Strong Type Checks with AJV Additional Properties

It's tricky to make a forgiving validator and a unforgiving type definition with AJV's JTDDataType. Here's a method to the madness.

I've previously gone over the happy path to generate typedefs from AJV schemas. Let's build off of that example.

Additional Properties

Let's say that we have person REST endpoint that has properties we care about and some that we don't. In other words, we need to validate that we get the properties we need, and we'll get but ignore the rest. When it comes to specifying JTD schemas, this is what additionalProperties means. It means that there are properties I'm not explicitly listing in my schema, and that's ok. I'll happily ignore them when they come back from the REST endpoint.

The example schema looks like this:

const PERSON_SCHEMA = {
  additionalProperties: true,
  properties: {
    id: { type: 'string' },
    name: { type: 'string' },
  },
} as const

The data returned from the server might look like this, with the extra age property:

{
  "id": "123",
  "name": "Alice",
  "age": 32
}

Let's write out the validator and type definition:

import Ajv from 'ajv'
const ajv = new Ajv()

type Person = JTDDataType<typeof PERSON_SCHEMA>

const validatePerson = ajv.compile<Person>(PERSON_SCHEMA)

async function fetchPerson(id: string) {
  const response = await fetch(`/person/${id}`)
  const data = await response.json()
  if (validatePerson(data)) {
    // valid case ...
  }
  // ...
}

This all works great. Our example person data will validate just fine.

The Typedef Problem

The problem comes later in the Person type. It's too forgiving.
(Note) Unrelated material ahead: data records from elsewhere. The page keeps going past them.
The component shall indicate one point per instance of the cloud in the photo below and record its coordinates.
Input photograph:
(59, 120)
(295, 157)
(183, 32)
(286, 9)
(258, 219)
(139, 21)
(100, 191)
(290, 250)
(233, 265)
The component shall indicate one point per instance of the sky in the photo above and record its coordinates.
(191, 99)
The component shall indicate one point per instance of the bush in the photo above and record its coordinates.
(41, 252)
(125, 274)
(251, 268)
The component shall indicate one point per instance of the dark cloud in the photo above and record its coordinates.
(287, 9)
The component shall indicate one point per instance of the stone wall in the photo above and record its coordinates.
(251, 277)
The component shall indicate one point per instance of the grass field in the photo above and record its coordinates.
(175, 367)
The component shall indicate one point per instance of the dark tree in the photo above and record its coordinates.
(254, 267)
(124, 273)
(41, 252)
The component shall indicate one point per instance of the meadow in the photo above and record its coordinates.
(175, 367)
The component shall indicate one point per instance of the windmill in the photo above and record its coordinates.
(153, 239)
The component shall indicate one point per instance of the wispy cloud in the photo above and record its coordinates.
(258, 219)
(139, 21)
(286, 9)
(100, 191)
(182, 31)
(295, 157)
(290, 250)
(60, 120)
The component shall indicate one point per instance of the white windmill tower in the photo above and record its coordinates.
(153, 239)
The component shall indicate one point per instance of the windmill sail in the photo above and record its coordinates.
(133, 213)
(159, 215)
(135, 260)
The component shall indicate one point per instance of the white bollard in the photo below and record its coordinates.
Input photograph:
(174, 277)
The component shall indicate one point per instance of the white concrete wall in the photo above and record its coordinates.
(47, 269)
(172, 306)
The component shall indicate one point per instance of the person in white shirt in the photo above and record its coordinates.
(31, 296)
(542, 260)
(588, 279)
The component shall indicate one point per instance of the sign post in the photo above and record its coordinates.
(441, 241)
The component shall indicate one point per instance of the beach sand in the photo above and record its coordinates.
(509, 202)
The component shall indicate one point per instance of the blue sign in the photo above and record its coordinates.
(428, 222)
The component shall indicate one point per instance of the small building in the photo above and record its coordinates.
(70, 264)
Like the validator, it also thinks it's ok to have any additional properties on the type.

It's forgiving because the JTDDataType-generated type has appended a & Record to the end of the typedef. This is a TypeScript way of saying "and any other properties are allowed."

For instance, if we try to access non-existent properties on the Person object, TypeScript won't know to complain:

const person: Person = await fetchPerson('123')

function calcBmi(person: Person) {
  return person.weight / Math.pow(person.height, 2) * 703
}

person.weigth and person.height will be of type unknown, but tsc won't tell us that these fields don't exist on the Person type.

The most we'll have to do to make tsc happy is to cast the unknowns:

function calcBmi(person: Person) {
  return Number(person.weight) / Math.pow(Number(person.height), 2) * 703
}

This is the basic problem. I don't want my typedef to allow for any unknown additional properties. Usually I write a typedef so that it's stricter and not as open as Record. Thus I think that the default behavior of JTDDataType from AJV is too open and forgiving.

A Solution

In the best case, AJV will adjust the default behavior in the future for JTDDataType to not append & Record to the end of the type automatically. There is a case for wanting this openness in a typedef, but it's what seems the minority case, and a developer could add that themselves as needed.

The next best fix I can see is to parameterize the creation of the schema. This maintains a single location for the schema definition, and it allows creating it differently in the validation compared to the typedef case, as seen here:

function personSchema(additionalProperties?: boolean = false) {
  return {
    additionalProperties,
    properties: {
      id: { type: 'string' },
      name: { type: 'string' },
    },
  } as const
}

const EXACT_PERSON_SCHEMA = personSchema(false)
type Person = JTDDataType<typeof EXACT_PERSON_SCHEMA>
const validatePerson = ajv.compile<JTDDataType<Person>>(personSchema(true))

personSchema(true) creates a loose schema for validation, where we commonly don't care about additional data.

personSchema(false) creates a strict schema for type checking, where we commonly want to know if we stray outside our typedef in coding.

Also note that additionalProperties can be listed in an object next to any properties property, so you'll want to apply this strategy for any nested objects with additionalProperties as well.

To vote for an adjustment to the JTDDataType behavior, chime in on the open issue at ajv-validator/ajv#2405.

To see the error cases in action, check out the jaketrent/demo-ajv-ts-issue repo.

Do you run into this issue? What do you feel the best solution is?